Both GAO and DHS said those scores are promising signs that attempts by Secret Secret leadership to listen to employee feedback and implement child care subsidies, tuition reimbursements and other wellness initiatives are paying off.

“This progress is a result of paying attention to FEVS data and reaching out directly to employees to solicit feedback on root causes of dissatisfaction,” Bailey said. “It is a textbook example and it is paying off.”

Stier attributed much of the success at the Secret Service to its former director, Randolph “Tex” Alles.

Alles left the Secret Service last year. Today, he serves as DHS’ acting undersecretary for management.

“There’s no one better for that position,” Stier said. “There’s a lot more that he could do.”

DHS has had five different undersecretaries for management within the past five years, which Stier said has done little to create continuity for the DHS workforce.

Without a permanent undersecretary for management, it’s been largely up to Bailey to lead DHS’ efforts to streamline hiring and disciplinary procedures.

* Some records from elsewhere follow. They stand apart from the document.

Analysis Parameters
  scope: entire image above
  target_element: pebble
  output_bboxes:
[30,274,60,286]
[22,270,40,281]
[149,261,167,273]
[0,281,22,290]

The department recently established a process management oversight council, which studies DHS’ disciplinary procedures and its response to poor or under-performing employees, Bailey said.

“We brought in our offices of professional responsibility as well as our security offices, to really look at all of the allegations, look at how we’re handling those disciplinary actions [and] performance-based actions,” she said. “[We’re] making sure not just that we’re consistent but that we’re handling those things in a timely fashion.”

It currently takes DHS anywhere from 120-to-240 days to remove an employee, Bailey said.

“The core part of this actually is a management problem as opposed to a rule problem,” Stier said. “Managers aren’t actually selected for their capabilities around hiring and firing people [and] giving good performance feedback, and they’re not held accountable for it.”

As for hiring, DHS plans to at last begin implementing its new, highly anticipated cyber personnel system, which has been under development since 2016, later this year.

Bailey said she expects to use the new personnel system to hire 150 people in 2020, and another 350 in 2021. Those new hires will be placed within CISA and the department’s chief information officer shop, Bailey added.